9th floor, LIG Tower, 649-11 Yeoksam-dong, Gangnam-gu, Seoul, Korea 135-912

(02) 3016 5700

 

 

May 4, 2009

Dear Shareholder:

You are cordially invited to attend the Extraordinary General Meeting of Shareholders (the “Meeting”) of Gmarket Inc. (the “Company”). We will hold the meeting on May 29, 2009 at 10:00 a.m., Seoul time, at our offices located on the 8th floor, LIG Tower, 649-11 Yeoksam-dong, Gangnam-gu, Seoul, Korea. We hope that you will be able to attend.

Enclosed please find a notice setting forth the business expected to come before the Meeting, our Proxy Statement and a form of proxy card. The agenda includes the following proposals: (i) election of new directors, (ii) amendments to the Company’s Articles of Incorporation and (iii) election of statutory auditor (collectively, the “Voting Proposals”).

The Voting Proposals set forth herein are presented to you in accordance with the terms of the Share Allocation and Tender Offer Agreement (the “Share Allocation and Tender Offer Agreement”), dated as of April 16, 2009, entered into by and among the Company, eBay Inc. (“eBay”) and eBay KTA (UK) Ltd., an indirect wholly owned subsidiary of eBay (“Acquisition Sub”), pursuant to which Acquisition Sub has commenced a cash tender offer on May 4, 2009 to purchase all of the Company’s issued and outstanding shares of Common Stock, par value Won 100 per share (“Common Stock”), and American Depositary Shares, each representing one share of Common Stock (the “ADSs” and, together with shares of Common Stock, the “Company Securities”) at a price of U.S. $24.00 per Company Security, net to the seller in cash, without interest and less any required withholding taxes (the “Offer”).
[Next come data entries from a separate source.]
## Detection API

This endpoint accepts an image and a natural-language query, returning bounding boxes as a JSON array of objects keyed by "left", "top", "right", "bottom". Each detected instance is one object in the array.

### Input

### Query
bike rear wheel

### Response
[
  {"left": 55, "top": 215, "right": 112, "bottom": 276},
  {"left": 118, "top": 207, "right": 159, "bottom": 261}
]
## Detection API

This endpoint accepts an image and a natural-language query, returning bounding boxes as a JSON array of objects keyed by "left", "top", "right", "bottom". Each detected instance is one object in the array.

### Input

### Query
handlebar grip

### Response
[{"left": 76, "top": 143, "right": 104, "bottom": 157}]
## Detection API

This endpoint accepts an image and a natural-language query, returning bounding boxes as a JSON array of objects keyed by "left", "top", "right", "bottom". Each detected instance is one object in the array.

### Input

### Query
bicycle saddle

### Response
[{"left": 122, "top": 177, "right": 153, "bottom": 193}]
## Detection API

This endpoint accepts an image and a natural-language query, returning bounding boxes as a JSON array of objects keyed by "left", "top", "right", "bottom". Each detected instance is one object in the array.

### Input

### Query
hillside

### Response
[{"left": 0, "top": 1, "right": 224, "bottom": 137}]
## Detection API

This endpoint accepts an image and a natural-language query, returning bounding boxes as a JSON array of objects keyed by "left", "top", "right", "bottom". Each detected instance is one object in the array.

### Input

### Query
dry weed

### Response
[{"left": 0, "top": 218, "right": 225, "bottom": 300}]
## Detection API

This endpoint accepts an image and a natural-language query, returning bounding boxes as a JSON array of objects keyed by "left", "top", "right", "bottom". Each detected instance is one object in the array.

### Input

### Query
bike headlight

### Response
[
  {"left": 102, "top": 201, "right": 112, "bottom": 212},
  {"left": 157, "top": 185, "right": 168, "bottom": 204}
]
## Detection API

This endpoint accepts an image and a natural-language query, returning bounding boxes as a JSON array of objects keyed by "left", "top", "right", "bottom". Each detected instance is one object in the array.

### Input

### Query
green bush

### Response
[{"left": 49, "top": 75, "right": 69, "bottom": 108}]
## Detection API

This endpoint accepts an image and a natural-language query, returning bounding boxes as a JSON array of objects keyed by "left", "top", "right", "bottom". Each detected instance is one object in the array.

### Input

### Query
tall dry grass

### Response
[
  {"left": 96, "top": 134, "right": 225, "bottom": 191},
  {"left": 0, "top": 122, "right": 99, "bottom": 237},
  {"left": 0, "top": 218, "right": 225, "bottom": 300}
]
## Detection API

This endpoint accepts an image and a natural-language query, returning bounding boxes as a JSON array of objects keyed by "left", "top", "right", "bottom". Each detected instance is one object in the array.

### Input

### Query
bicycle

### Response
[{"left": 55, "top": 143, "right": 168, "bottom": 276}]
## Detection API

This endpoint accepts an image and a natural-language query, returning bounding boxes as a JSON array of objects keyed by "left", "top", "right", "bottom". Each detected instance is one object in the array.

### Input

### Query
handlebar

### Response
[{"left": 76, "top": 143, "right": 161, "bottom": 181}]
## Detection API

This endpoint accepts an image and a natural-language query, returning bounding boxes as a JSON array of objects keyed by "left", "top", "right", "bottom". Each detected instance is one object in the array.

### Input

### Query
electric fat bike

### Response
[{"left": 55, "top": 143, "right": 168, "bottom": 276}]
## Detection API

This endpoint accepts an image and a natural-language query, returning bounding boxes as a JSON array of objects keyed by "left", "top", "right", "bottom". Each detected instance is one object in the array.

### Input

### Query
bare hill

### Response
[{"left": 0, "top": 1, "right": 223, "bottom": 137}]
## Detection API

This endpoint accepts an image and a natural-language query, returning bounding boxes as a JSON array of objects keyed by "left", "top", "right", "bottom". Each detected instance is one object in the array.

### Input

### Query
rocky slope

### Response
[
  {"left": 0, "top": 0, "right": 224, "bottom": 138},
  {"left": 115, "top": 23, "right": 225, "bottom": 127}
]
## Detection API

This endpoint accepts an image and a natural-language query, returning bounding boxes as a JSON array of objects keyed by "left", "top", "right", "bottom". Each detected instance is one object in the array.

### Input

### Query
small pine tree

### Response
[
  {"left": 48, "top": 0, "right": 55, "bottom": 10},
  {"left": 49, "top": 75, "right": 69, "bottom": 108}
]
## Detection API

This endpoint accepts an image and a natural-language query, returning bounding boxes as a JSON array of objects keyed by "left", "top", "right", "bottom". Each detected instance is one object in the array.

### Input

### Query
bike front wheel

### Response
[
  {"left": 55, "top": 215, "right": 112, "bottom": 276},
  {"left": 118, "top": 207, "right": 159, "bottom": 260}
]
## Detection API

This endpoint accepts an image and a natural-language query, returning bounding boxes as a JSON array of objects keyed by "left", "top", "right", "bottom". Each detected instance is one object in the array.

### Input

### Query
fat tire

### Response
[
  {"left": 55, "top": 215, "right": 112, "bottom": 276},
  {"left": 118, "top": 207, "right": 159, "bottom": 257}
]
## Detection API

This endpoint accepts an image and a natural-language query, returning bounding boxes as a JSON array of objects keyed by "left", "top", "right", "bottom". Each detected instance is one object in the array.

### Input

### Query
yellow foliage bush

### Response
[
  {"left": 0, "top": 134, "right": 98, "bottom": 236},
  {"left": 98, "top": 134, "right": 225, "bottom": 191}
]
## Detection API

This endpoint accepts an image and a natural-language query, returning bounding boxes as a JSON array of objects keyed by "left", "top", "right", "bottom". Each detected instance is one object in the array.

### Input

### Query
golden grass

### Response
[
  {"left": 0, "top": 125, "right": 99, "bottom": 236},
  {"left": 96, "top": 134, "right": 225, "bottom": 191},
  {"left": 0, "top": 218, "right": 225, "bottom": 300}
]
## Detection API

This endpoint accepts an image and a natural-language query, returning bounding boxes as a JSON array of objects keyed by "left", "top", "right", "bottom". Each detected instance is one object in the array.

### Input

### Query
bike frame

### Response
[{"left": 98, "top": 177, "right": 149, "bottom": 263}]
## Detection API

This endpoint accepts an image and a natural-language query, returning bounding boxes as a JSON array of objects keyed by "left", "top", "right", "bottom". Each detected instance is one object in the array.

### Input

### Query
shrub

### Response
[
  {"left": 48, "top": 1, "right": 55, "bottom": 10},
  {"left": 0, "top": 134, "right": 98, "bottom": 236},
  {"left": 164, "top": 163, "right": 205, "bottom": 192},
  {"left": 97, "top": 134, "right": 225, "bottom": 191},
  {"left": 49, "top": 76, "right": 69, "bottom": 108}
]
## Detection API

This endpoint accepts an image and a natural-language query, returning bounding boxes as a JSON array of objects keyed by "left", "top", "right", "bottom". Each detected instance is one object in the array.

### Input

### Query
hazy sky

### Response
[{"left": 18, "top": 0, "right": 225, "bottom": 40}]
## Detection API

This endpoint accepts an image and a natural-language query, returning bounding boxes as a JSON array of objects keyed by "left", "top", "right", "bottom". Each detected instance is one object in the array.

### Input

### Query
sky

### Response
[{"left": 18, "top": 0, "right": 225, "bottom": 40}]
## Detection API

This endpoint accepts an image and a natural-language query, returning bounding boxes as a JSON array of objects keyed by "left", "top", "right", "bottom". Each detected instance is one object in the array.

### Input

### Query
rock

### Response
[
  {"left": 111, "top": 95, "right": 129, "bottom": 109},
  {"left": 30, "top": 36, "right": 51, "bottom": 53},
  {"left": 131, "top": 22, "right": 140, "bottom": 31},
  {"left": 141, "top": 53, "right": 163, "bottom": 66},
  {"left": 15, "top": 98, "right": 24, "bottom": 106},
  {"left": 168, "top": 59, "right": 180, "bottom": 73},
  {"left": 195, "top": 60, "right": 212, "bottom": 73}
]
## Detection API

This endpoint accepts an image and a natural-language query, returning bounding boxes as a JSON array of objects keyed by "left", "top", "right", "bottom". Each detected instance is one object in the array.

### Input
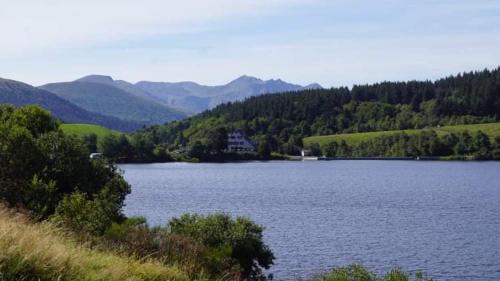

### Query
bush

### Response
[
  {"left": 169, "top": 214, "right": 274, "bottom": 280},
  {"left": 313, "top": 265, "right": 432, "bottom": 281},
  {"left": 0, "top": 106, "right": 130, "bottom": 226},
  {"left": 104, "top": 217, "right": 207, "bottom": 277}
]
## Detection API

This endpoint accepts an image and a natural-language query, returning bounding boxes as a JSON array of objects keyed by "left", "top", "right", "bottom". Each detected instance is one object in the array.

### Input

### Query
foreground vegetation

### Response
[
  {"left": 0, "top": 203, "right": 189, "bottom": 281},
  {"left": 0, "top": 106, "right": 274, "bottom": 280}
]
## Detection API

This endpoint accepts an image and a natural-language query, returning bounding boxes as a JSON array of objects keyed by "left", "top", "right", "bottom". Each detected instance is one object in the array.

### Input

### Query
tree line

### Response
[
  {"left": 83, "top": 68, "right": 500, "bottom": 162},
  {"left": 316, "top": 130, "right": 500, "bottom": 160},
  {"left": 0, "top": 105, "right": 274, "bottom": 280}
]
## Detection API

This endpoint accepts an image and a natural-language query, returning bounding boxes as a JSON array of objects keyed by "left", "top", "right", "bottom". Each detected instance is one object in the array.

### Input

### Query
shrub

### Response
[
  {"left": 312, "top": 265, "right": 432, "bottom": 281},
  {"left": 169, "top": 214, "right": 274, "bottom": 279}
]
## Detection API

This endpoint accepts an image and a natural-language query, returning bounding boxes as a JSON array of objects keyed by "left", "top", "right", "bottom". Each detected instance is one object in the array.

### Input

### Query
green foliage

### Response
[
  {"left": 304, "top": 123, "right": 500, "bottom": 146},
  {"left": 110, "top": 66, "right": 500, "bottom": 161},
  {"left": 0, "top": 106, "right": 130, "bottom": 224},
  {"left": 169, "top": 214, "right": 274, "bottom": 280},
  {"left": 313, "top": 265, "right": 432, "bottom": 281},
  {"left": 314, "top": 130, "right": 495, "bottom": 159},
  {"left": 60, "top": 124, "right": 120, "bottom": 140}
]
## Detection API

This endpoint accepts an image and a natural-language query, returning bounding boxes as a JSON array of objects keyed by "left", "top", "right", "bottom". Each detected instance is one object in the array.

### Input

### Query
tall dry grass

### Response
[{"left": 0, "top": 205, "right": 189, "bottom": 281}]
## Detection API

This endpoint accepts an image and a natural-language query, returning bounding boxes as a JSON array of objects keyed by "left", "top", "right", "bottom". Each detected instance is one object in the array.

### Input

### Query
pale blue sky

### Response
[{"left": 0, "top": 0, "right": 500, "bottom": 87}]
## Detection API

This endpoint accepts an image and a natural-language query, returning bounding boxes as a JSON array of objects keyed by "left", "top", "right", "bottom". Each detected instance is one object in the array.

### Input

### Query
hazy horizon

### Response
[{"left": 0, "top": 0, "right": 500, "bottom": 88}]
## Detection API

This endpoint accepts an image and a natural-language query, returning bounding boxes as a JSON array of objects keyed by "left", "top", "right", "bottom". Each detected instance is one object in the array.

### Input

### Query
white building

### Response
[{"left": 227, "top": 129, "right": 256, "bottom": 152}]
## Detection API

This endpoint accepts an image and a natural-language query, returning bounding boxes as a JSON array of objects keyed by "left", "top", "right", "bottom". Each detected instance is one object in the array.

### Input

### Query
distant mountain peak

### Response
[
  {"left": 229, "top": 75, "right": 262, "bottom": 84},
  {"left": 75, "top": 74, "right": 114, "bottom": 84},
  {"left": 303, "top": 83, "right": 323, "bottom": 90}
]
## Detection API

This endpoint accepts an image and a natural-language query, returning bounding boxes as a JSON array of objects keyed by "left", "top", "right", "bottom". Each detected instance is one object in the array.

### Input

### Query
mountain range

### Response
[
  {"left": 0, "top": 78, "right": 142, "bottom": 132},
  {"left": 0, "top": 75, "right": 322, "bottom": 131}
]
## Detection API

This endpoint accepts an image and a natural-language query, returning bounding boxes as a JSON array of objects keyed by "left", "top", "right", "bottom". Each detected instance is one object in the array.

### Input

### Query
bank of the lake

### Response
[{"left": 120, "top": 161, "right": 500, "bottom": 280}]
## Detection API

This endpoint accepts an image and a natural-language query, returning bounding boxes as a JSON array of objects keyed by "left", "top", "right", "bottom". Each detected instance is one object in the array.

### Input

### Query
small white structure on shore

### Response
[
  {"left": 300, "top": 149, "right": 314, "bottom": 157},
  {"left": 227, "top": 129, "right": 256, "bottom": 152}
]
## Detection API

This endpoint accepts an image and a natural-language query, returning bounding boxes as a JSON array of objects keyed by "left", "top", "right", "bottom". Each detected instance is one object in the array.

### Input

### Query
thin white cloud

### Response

The Voting Proposals shall be conditioned upon the occurrence of, and become effective as of, the time that Acquisition Sub first accepts Company Securities for payment pursuant to the Offer.

Certain holders of Company Securities that who collectively beneficially own an aggregate of 26,716,576 of the Company’s issued and outstanding Common Stock (including Common Stock represented by ADSs but excluding Common Stock issuable upon the exercise of options), representing approximately 53.0% of the number of shares of Common Stock outstanding as of April 16, 2009, have each entered into an Agreement to Tender and Voting Agreement pursuant to which such shareholders have agreed, among other things, to vote such Company Securities in favor of the Voting Proposals. The affirmative vote of these Company Securities in favor of the Voting Proposals at the Meeting is sufficient an ensure approval of the Voting Proposals.


LOGO

http://www.gmarket.co.kr

Gmarket Inc.

9th floor, LIG Tower, 649-11 Yeoksam-dong, Gangnam-gu, Seoul, Korea 135-912

(02) 3016 5700

 

 

On April 15, 2009, our Board of Directors (the “Board”), based on the unanimous recommendation of the Special Committee of independent members of the Board who led the negotiations with eBay and Acquisition Sub, unanimously determined that the Share Allocation and Tender Offer Agreement and the transactions contemplated thereby are in the best interests of the Company and the holders of Company Securities, and approved the Share Allocation and Tender Offer Agreement and the transactions contemplated thereby.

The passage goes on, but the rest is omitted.